Selon les déclarations du procureur de la République d'Ajaccio, 69 procédures judiciaires sont actuellement en cours contre des élus locaux, notamment dans le cadre des élections municipales récentes. Ce chiffre, souligné par Nicolas Septe, est alarmant et concerne principalement des maires, mais également des conseillers municipaux.
"Soixante-neuf procédures, ce n'est pas rien, ce n'est pas neutre", a-t-il affirmé lors d'une interview.
Ce mercredi, une réunion cruciale se tient entre le procureur, le Préfet de Corse et des élus nouvellement installés, promue par une invitation "large" de sa part. Ce rassemblement sera l'occasion de discuter des pressions exercées sur les élus, un sujet sensible que le procureur a jugé essentiel d'aborder.

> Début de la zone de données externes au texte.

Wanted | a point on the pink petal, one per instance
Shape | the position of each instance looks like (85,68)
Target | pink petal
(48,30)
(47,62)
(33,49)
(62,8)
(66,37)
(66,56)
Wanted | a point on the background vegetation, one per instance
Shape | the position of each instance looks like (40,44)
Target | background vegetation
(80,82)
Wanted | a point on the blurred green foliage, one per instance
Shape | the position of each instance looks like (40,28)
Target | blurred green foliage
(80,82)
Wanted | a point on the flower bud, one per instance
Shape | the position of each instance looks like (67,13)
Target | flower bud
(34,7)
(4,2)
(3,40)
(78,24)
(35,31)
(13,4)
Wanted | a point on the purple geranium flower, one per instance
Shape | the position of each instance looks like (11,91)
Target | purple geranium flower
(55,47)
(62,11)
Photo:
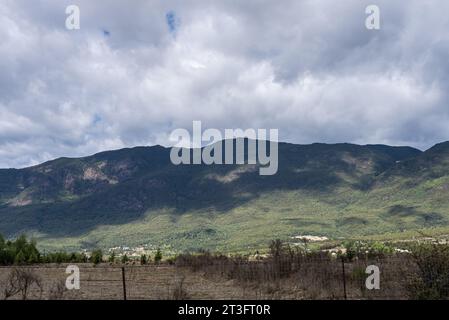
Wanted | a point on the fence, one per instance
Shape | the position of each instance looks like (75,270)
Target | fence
(317,278)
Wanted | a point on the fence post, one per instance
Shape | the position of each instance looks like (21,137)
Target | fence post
(124,283)
(344,277)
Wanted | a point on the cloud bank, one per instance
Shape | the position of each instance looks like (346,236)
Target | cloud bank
(136,71)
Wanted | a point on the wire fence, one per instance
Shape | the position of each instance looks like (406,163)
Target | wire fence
(317,278)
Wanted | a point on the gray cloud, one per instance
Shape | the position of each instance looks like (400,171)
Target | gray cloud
(309,68)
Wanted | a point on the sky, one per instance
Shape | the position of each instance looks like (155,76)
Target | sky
(137,70)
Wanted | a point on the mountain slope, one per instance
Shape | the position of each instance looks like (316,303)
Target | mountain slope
(133,196)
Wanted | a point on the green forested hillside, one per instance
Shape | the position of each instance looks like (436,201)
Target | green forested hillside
(136,196)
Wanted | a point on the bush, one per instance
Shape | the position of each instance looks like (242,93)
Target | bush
(96,257)
(158,256)
(431,280)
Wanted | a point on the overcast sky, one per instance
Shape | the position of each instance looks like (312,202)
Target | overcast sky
(136,70)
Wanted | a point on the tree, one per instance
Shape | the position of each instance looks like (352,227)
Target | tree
(143,259)
(112,257)
(158,256)
(125,258)
(97,256)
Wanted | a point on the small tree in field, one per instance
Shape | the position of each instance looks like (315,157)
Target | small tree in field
(125,258)
(96,257)
(158,256)
(112,257)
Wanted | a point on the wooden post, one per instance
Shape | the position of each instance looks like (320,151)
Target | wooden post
(344,277)
(124,283)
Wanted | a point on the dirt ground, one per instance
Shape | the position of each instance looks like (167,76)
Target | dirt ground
(142,282)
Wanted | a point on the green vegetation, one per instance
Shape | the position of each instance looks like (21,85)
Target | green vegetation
(136,196)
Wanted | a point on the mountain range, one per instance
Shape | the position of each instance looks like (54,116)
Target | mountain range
(137,196)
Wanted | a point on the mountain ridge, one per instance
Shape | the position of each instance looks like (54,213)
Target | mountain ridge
(324,189)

En effet, les plaintes déposées impliquent des comportements allant de l'injure à des menaces physiques, avec une intensification des cas recensés durant la période électorale. "Des procédures qui mettent en cause des personnes qui s'en sont pris, de près ou de loin, à l'autorité du maire," précise le procureur. Cette dynamique inquiétante trouve des échos dans les préoccupations des élus, qui évoquent un climat d'insécurité grandissant.
Bien que certaines plaintes puissent être classées sans suite, les autorités judiciaires s'engagent à traiter avec priorité ces dossiers. "Ces élus représentent la République, ils exercent une fonction d'autorité", a insisté N. Septe, affichant un soutien fort envers les représentants locaux.
Des outils prêts à l'emploi
Lors de cette rencontre, le procureur entend également informer les élus sur les outils mis à leur disposition pour gérer les incivilités. "Nous avons mis en place un certain nombre d'outils qui peuvent aider à apaiser les tensions et à résoudre les conflits locaux", a précisé le procureur. Parmi ces outils, le "rappel à l'ordre" permet aux maires de prendre des mesures face à de petites infractions de manière autonome.
Cette initiative fait suite à une requête du garde des Sceaux pour renforcer les échanges entre élus et autorités judiciaires. Jean-Jacques Ciccolini, président de l'association des Maires de Corse-du-Sud, a rappelé l'absence de police municipale dans de nombreuses communes rurales, renforçant ainsi la nécessité de cette rencontre.
Les enjeux sont clairs : fournir un cadre de soutien aux élus afin qu'ils puissent exercer leur fonction dans un environnement serein et respecté.